Leaving the EU is as complicated as the UK wishes to make it.
The simplest plan for Brexit would be to extend the existing customs rules for the world in general to the EU, with special provision for Ireland.
There is a great deal of confusion sown by the Remain campaign about the tariffs that would be payable to the EU and paid by the EU but the facts are simple, most UK exports to the EU attract very low tariffs (c.4%), even cars only attract 10% although many EU exports to the UK attract higher tariffs because they involve foodstuffs. The EU will be paying £12.9bn pa in tariffs against the UK’s £5.2bn. The UK has a Balance of Payments Crisis with the EU and in these circumstances the WTO accepts that subsidies may be paid to UK food producers and car exporters. The WTO option is viable, simple and involves little more than raising the investment in UK Customs Services by 40%.
The advantage of this WTO option for Brexit is that it relieves the EU of almost any role in leaving and the UK Government can decide what it will pay the EU, if anything.
The position of Northern Ireland is particularly problematical in almost all versions of Brexit. The constraints on solving this problem are how to have Brexit for the UK and keep the relations between the North and South of the island of Ireland almost the same as at present.
According to Sinn Fein this would entail Northern Ireland having a special status within the UK and the EU as a new sort of Associate member of the EU for the purpose of trade and travel. The DUP also want special status, with a free travel area and no overt border controls but recoil from the title “Associate member of the EU” or “region with special status” because it is a psychological step towards Irish Nationalism.

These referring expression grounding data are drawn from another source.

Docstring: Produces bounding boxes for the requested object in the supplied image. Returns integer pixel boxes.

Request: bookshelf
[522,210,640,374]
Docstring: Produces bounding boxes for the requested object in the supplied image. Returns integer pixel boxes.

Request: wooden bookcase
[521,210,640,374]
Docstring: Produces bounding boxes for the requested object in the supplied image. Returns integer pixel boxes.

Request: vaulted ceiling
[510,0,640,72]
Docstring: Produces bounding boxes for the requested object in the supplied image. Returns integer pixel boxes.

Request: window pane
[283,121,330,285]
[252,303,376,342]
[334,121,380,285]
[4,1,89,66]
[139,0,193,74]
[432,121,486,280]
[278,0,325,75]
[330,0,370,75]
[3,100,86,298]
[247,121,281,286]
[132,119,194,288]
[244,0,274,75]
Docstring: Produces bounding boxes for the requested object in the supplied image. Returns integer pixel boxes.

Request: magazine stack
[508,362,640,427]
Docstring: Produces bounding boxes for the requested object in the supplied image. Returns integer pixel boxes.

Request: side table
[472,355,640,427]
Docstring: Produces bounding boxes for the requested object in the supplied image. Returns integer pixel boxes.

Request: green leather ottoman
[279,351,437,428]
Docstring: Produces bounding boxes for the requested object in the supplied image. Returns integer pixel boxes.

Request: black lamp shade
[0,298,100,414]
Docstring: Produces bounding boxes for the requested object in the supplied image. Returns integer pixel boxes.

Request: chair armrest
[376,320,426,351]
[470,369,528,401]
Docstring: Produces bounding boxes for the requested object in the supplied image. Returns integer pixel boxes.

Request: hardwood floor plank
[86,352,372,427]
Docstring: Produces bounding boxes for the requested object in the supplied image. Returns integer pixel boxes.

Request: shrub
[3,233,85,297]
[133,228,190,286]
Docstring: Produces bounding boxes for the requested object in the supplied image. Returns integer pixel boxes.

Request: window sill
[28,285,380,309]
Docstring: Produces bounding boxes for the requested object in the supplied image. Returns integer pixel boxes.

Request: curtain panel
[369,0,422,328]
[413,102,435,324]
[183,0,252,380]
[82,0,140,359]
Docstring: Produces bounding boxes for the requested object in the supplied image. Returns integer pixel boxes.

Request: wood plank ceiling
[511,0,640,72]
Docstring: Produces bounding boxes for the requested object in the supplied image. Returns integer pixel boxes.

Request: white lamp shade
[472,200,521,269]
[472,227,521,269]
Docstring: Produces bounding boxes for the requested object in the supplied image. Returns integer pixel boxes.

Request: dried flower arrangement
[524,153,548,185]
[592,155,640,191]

The Northern Ireland problem on Brexit can be solved. There are two ways in which tariffs might be charged. Tariffs could be chargeable on all goods imported into Northern Ireland except those from the rest of the UK or there might be an EU-NI free trade zone. The DUP is probably only amenable to the first option. The central problem is that of fraud because any tariffs and customs procedures would need to operate on the principle of businesses declaring their transactions so that border controls are avoided. Whichever solution is chosen it is not mission critical, only food and car exports and imports are significant at present because tariffs are very low on other items. This means that Customs procedures can focus on these in the first instance.
Given that Northern Ireland only exports about £10.7 billion to the rest of the UK there is considerable scope for flexibility. Even in the worst case fraud in Northern Ireland is unlikely to damage the UK economy but systems will be needed to prevent as much fraud as possible. The way forward is to have declarations of purchases from the EU by NI businesses and random inspections by Customs, both of business declarations and of Northern Ireland produce being shipped to the UK to ensure that there is no re-badging of Eire/EU produce. The business declarations might have a £500 lower limit to avoid excessive bureaucracy. Eire might institute a similar regime for inspection of NI goods entering Eire. Occasional investigations of the extent of fraud would also be needed.
The solution outlined above is obviously going to cause enforcement problems but these can be largely overcome and losses will be small. The imperative would be to stop any large scale fraudulent importing of goods into the UK in general and this should be possible because all such movements would occur through ports and airports which already have a Customs presence. Don’t let Civil Servants derail Brexit just because any solution will not be perfect.
The Remain media have been exaggerating the difficulty of leaving the EU but it is actually very simple: the UK leaves and deals with any problems like Northern Ireland on an ad hoc basis. After leaving the various separation payments can be discussed. Make no mistake, transition periods and separation payments are all part of a Remain strategy to derail Brexit.